Suède : le centre-droit confirme, l’extrême-droite perce

Après les élections législatives, le parti xénophobe des "Démocrates" fait son entrée au Parlement et aura un rôle d’arbitre face aux deux grands blocs.

EURACTIV.fr

Après les élections législatives, le parti xénophobe des « Démocrates » fait son entrée au Parlement et aura un rôle d’arbitre face aux deux grands blocs.

Le premier ministre suédois, Fredrik Reinfeldt, est devenu le 19 septembre le premier dirigeant de centre-droit à remporter deux élections législatives successives dans son pays. Cependant, le parti n’obtient pas la majorité absolue en raison du bon score de l’extrême-droite. Des analystes avaient prévenu avant le scrutin qu’un parlement sans majorité inquiéterait les investisseurs et pourrait peser sur la monnaie suédoise.

Selon les résultats définitifs, l’Alliance de Fredrik Reinfeldt remporte 172 des 349 sièges du parlement et se voit privée d’une majorité absolue, comme l’avaient envisagé les sondages d’avant scrutin. Les Démocrates suédois, formation d’extrême-droite, obtiennent 20 sièges et entrent pour la première fois au parlement. L’opposition sociale-démocrate remporte pour sa part 157 sièges.

Vers une alliance avec les Verts?

« Nous avons un scénario que la majorité des électeurs suédois souhaitait éviter, qui fait qu’un parti xénophobe se retrouve en position d’arbitre », souligne Ulf Bjereld, professeur de sciences politiques à l’Université de Göteborg.

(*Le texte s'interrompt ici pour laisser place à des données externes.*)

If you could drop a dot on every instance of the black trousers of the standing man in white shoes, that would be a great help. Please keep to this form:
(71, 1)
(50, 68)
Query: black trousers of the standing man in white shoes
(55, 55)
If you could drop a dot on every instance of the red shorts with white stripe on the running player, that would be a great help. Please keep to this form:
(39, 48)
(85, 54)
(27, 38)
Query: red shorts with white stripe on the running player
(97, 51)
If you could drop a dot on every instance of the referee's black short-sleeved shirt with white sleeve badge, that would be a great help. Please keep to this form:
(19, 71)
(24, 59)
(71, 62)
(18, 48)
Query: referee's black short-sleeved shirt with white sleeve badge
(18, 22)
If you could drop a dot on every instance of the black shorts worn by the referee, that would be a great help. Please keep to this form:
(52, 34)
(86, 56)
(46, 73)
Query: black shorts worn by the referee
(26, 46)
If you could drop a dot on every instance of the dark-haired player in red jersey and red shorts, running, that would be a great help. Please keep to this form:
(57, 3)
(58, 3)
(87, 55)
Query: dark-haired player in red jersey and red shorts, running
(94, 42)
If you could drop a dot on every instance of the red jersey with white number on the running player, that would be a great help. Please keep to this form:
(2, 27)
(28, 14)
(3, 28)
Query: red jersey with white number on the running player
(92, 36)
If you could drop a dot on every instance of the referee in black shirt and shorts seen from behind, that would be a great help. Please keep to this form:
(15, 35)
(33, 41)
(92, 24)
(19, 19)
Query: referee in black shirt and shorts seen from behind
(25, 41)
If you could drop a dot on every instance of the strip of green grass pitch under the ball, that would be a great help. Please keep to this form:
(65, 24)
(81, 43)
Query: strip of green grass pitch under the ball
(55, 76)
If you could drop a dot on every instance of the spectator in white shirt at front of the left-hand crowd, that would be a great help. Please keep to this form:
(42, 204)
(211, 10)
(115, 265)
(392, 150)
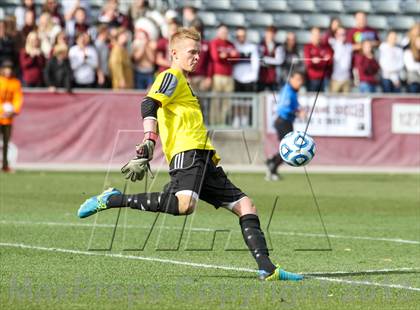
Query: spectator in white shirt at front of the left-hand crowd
(83, 61)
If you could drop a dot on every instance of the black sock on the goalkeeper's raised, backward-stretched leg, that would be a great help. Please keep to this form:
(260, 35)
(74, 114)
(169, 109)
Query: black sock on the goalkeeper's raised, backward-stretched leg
(153, 202)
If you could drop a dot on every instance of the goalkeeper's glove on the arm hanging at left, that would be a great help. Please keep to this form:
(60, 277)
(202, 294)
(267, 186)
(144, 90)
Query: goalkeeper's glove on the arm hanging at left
(136, 168)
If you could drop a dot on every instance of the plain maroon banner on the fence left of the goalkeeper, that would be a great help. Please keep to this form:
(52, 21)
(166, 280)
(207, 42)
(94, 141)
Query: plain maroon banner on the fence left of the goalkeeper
(96, 127)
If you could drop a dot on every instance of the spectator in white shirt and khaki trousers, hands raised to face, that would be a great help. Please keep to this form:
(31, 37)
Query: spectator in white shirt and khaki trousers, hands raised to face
(341, 75)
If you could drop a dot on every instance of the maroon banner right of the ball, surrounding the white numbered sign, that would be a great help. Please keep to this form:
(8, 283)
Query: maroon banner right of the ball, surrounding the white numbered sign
(383, 148)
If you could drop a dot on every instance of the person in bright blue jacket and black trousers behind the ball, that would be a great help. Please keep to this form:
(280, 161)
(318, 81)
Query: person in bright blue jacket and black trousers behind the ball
(287, 110)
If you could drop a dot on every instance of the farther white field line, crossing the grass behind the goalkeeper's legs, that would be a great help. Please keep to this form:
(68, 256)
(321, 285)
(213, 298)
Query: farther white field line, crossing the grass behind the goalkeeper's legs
(284, 233)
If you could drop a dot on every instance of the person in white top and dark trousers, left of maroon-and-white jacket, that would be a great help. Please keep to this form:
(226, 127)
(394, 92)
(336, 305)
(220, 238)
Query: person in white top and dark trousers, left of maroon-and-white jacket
(245, 74)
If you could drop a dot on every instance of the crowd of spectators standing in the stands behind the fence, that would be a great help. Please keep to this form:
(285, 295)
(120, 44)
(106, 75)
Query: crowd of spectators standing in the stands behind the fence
(64, 46)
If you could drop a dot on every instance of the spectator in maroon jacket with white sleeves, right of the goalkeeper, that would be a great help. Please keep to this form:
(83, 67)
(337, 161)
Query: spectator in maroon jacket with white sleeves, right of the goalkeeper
(272, 58)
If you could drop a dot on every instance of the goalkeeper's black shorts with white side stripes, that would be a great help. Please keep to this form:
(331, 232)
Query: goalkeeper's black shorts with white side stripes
(194, 170)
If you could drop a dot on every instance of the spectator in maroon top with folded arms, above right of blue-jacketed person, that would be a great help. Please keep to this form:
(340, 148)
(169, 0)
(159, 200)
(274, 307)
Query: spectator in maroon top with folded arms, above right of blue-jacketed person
(318, 61)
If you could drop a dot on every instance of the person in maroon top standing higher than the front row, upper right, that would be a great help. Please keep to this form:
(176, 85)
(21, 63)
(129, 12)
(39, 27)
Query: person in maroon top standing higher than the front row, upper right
(362, 33)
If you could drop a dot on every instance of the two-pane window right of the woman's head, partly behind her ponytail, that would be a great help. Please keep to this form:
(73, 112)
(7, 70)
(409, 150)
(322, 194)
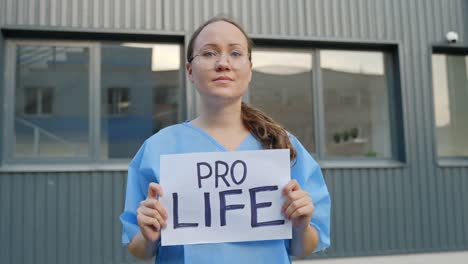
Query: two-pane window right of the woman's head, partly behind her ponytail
(337, 102)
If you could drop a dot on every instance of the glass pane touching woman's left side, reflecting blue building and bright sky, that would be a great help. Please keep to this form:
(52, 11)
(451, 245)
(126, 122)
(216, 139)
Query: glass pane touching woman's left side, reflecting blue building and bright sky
(150, 100)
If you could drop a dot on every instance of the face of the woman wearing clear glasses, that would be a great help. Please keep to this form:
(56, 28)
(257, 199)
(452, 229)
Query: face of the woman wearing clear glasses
(223, 77)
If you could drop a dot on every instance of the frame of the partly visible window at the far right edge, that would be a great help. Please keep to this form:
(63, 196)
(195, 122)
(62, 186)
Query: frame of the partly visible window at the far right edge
(443, 161)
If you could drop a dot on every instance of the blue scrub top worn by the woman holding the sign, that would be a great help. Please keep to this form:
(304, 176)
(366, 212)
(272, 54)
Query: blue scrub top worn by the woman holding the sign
(187, 138)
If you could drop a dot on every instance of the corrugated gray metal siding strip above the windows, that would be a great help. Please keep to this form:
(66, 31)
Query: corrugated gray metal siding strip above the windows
(356, 19)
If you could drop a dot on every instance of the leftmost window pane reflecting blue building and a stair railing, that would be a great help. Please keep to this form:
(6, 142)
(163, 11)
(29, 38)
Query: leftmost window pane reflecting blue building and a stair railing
(38, 133)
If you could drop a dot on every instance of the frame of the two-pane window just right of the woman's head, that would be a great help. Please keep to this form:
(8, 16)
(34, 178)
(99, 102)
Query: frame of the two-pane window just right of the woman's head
(391, 53)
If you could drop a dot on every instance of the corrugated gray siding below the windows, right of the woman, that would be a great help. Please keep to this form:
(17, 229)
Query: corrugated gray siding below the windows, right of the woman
(384, 212)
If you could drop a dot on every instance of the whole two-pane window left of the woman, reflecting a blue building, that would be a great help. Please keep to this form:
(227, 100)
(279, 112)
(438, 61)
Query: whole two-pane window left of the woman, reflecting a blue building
(88, 101)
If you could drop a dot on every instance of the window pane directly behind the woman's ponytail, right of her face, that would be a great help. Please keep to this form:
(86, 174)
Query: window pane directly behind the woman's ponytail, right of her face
(282, 87)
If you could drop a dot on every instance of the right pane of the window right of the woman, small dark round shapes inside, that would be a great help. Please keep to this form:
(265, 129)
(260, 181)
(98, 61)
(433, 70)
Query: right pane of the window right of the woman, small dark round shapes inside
(356, 104)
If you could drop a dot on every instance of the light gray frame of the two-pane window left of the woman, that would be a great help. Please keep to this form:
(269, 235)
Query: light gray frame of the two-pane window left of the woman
(93, 159)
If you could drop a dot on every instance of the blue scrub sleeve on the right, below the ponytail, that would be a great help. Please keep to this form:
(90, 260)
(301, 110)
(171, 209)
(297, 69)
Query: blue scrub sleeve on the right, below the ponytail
(309, 175)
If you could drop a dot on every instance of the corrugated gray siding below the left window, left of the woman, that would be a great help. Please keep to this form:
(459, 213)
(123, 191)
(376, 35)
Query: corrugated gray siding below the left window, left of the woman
(62, 217)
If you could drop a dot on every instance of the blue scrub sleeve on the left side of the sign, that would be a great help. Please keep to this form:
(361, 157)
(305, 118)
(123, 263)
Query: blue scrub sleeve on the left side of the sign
(138, 179)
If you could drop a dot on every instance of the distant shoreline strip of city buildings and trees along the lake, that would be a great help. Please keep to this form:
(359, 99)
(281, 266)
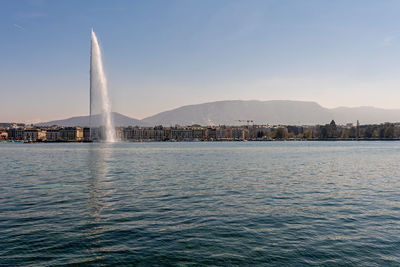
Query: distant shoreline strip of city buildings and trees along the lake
(198, 133)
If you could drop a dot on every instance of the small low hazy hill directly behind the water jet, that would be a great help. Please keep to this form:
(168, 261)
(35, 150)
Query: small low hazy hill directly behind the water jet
(119, 120)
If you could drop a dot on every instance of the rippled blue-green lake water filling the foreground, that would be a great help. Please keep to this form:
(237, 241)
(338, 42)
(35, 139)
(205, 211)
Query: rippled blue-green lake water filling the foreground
(222, 203)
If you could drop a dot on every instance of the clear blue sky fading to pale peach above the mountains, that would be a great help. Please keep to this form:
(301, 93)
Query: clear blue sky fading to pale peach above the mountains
(161, 55)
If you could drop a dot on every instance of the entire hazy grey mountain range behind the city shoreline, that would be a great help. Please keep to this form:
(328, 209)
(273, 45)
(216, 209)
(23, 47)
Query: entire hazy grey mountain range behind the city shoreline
(234, 112)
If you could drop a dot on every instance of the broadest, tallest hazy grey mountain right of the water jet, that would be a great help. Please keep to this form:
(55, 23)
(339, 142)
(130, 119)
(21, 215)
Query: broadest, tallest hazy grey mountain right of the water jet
(229, 112)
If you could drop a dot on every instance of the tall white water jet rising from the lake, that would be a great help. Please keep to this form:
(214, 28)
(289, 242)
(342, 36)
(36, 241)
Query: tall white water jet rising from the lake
(100, 105)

M. Reinfeldt, qui a promis de poursuivre sa politique de baisse des impôts et des subventions, s’est dit prêt à diriger un gouvernement minoritaire tout en indiquant qu’il allait avant tout tenter pour obtenir une alliance avec les Verts.

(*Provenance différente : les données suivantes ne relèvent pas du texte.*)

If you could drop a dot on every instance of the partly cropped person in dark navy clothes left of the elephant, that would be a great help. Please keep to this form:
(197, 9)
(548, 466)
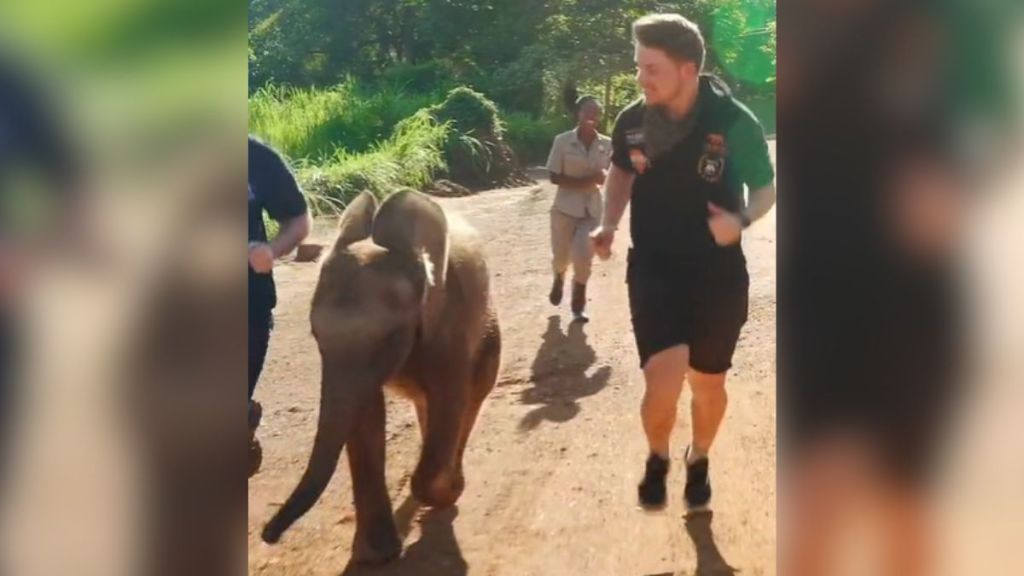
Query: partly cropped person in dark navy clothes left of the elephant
(272, 190)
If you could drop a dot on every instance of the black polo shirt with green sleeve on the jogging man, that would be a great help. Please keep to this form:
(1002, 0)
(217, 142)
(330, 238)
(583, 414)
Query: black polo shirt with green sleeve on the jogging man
(724, 151)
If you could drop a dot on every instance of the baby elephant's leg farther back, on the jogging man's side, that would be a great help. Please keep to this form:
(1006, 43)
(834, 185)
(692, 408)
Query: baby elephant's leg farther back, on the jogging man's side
(435, 481)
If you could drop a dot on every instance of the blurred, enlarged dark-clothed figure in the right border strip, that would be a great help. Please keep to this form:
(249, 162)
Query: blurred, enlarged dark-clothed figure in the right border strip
(872, 315)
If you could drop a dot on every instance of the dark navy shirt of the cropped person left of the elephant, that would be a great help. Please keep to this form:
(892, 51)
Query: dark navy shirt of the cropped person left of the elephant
(272, 188)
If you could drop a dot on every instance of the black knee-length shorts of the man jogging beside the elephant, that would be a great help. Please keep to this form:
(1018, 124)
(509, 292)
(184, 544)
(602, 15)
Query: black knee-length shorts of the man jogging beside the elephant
(704, 307)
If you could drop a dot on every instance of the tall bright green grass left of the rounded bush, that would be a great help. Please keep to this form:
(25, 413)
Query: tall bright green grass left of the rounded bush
(344, 141)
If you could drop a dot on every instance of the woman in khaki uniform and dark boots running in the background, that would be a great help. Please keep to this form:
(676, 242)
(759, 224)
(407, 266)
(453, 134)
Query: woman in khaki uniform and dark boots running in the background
(579, 164)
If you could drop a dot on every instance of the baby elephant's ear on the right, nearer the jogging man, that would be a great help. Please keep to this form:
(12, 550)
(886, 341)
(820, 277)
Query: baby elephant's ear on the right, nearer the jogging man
(409, 223)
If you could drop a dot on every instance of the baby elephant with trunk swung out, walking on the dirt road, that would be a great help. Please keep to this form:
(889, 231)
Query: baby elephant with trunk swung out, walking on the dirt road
(403, 301)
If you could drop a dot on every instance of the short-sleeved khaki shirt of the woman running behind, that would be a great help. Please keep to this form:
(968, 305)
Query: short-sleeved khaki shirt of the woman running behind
(571, 158)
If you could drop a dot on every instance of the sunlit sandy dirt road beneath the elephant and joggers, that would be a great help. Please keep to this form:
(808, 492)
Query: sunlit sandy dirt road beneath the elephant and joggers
(552, 466)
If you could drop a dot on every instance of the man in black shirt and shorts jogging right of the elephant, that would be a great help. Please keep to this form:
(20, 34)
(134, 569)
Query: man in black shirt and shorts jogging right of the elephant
(684, 155)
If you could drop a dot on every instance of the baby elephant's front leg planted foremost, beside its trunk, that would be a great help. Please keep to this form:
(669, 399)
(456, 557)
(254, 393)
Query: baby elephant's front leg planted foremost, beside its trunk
(376, 536)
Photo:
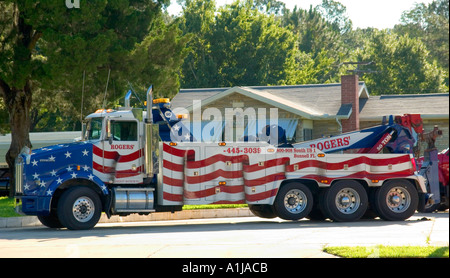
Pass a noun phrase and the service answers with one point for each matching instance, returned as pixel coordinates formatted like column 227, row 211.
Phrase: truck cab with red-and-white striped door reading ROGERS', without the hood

« Le bloc le plus important doit gouverner et c’est l’Alliance », a déclaré Reinfeldt à ses militants lors d’une soirée électorale organisée à Stockholm.

Les Démocrates suédois se défendent d’être racistes mais les deux grands blocs ont exclu de coopérer avec eux. Selon les analystes, le parti a récolté des voix parmi les chômeurs dont le nombre a grimpé à cause de la crise économique mondiale.

Anti-musulmans

Très critique des musulmans, le parti trouve ses racines dans le mouvement skinhead et entend réduire l’immigration. »Aujourd’hui nous avons écrit l’histoire politique. Je pense que c’est fantastique », s’est félicité le leader du parti Jimmie Aksesson. Les Démocrates se sont inspirés du succès danois du Parti du peuple qui apporte un soutien parlementaire indispensable au gouvernement en place.

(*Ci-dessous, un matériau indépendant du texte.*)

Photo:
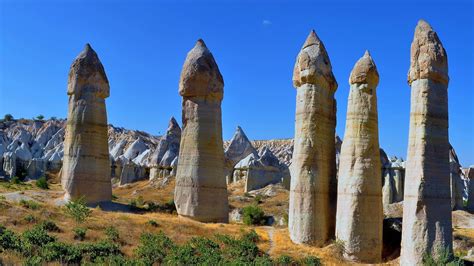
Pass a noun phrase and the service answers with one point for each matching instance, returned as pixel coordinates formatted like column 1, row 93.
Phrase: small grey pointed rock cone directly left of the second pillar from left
column 166, row 152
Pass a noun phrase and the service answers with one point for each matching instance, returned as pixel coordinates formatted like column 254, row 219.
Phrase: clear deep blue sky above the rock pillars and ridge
column 143, row 44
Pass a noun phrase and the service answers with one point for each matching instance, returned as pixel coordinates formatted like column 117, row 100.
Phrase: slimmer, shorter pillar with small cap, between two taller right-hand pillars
column 359, row 217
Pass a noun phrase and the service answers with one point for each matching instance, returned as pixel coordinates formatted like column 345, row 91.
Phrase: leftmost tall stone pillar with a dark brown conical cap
column 86, row 167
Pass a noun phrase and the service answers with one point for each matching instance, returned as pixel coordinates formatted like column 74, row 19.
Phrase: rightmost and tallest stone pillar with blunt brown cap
column 427, row 222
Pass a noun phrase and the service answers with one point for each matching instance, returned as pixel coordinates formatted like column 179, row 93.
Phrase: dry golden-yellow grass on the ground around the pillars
column 131, row 225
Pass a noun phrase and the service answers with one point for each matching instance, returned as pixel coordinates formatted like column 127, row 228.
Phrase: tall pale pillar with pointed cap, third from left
column 313, row 169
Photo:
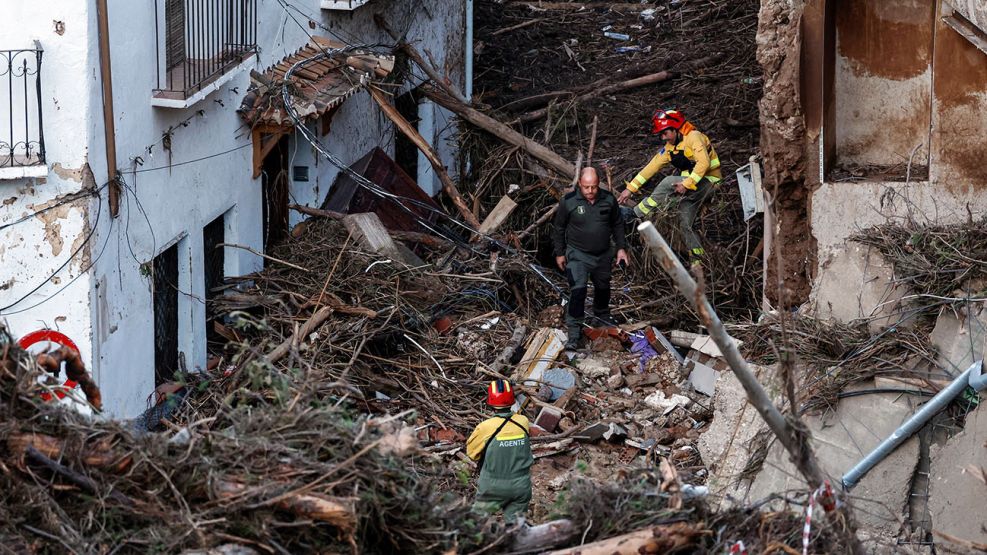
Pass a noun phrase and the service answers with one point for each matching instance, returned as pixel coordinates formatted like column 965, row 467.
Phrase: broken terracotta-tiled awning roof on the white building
column 316, row 88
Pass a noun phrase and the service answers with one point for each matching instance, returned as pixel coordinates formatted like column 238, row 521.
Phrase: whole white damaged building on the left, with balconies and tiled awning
column 132, row 182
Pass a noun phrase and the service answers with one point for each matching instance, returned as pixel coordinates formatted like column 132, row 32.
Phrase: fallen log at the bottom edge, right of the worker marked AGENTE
column 665, row 538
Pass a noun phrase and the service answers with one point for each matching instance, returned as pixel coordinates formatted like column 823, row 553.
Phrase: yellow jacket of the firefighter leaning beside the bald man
column 694, row 157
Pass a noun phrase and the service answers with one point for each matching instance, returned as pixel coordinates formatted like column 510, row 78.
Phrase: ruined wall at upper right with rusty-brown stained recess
column 888, row 127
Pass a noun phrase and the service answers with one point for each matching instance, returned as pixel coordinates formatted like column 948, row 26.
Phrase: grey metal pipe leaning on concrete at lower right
column 971, row 377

La Suède a été l’un des pays de l’Union européenne les plus accueillants pour les demandeurs d’asile. Elle a permis à des réfugiés des guerres des Balkans de venir sur son territoire dans les années 1990 et à de nombreux Irakiens après l’invasion de leur pays par les forces américaines.

Selon un rapport des Nations unies sur l’immigration, les immigrants constituaient, en 2009, 14% de la population suédoise, contre 12,4% en moyenne en Europe du Nord.